Delcath's common shares are currently trading at short term weakness at $1.71 at the lower Bollinger, just 4% above its next support level of $1.65. With the PDUFA possible in early 2013, this support should hold unless the NDA is once again rejected. The stock traded well above $4 earlier in the year, but that was before substantial financing occurred. 2Q 2012 financials noted $29.3 million in cash and equivalents with a current quarterly burn rate of about $15 million. On August 31st, the company filed additional financing of up to $100 million. Although financing was expected, the amount was surprising although share price was not particularly affected. The stock dilution for 2012 was substantial but should provide new shareholders with a good entry point at current levels. However, the downside risk of a rejected NDA or complete response letter from the FDA even if the NDA is accepted should be taken into consideration for new and existing shareholders.

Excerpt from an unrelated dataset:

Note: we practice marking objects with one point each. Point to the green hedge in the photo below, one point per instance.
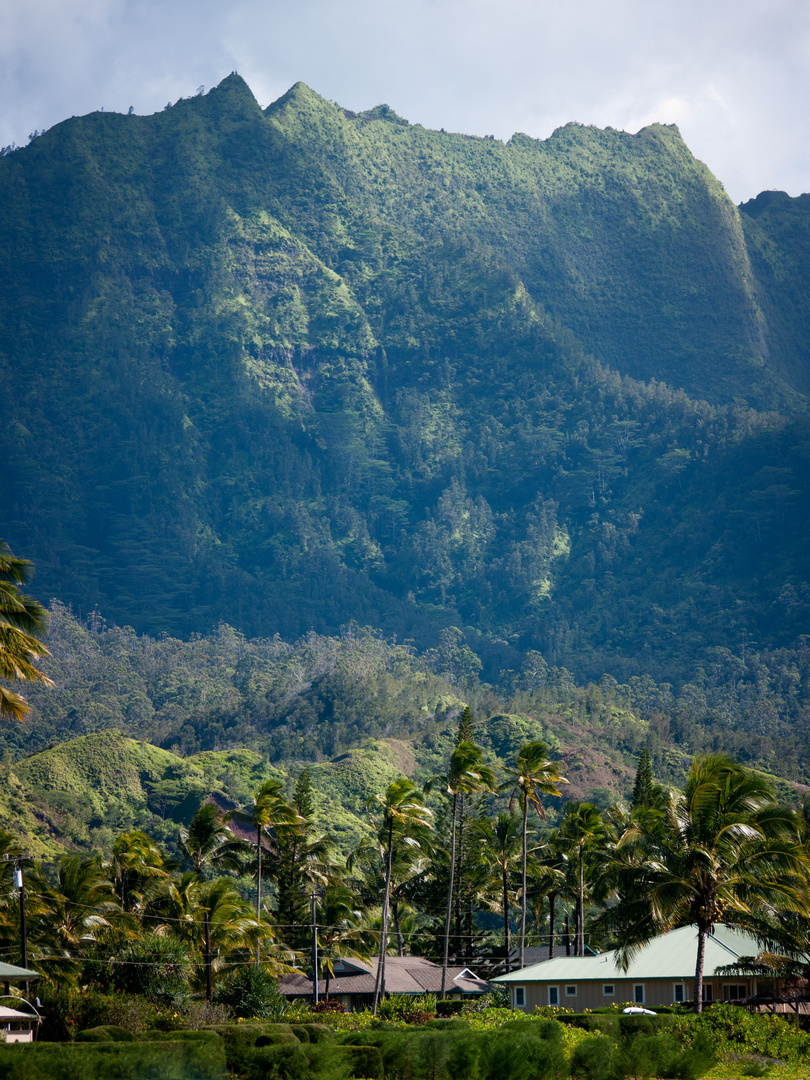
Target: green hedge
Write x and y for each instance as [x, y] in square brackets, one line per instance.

The above-mentioned companies each have novel approaches to meet the need of greater efficacy for various types of cancers while additionally attempting to address the issue of increasing the safety profiles of the agents involved. They are each in varied stages of development with none generating significant revenue at this time. With varying market capitalizations, differing targeted indications and often-scary financial conditions, the upside and corresponding downside risk for each of these possible investments is typical of the small pharma sector with its infamous risk/reward tradeoffs.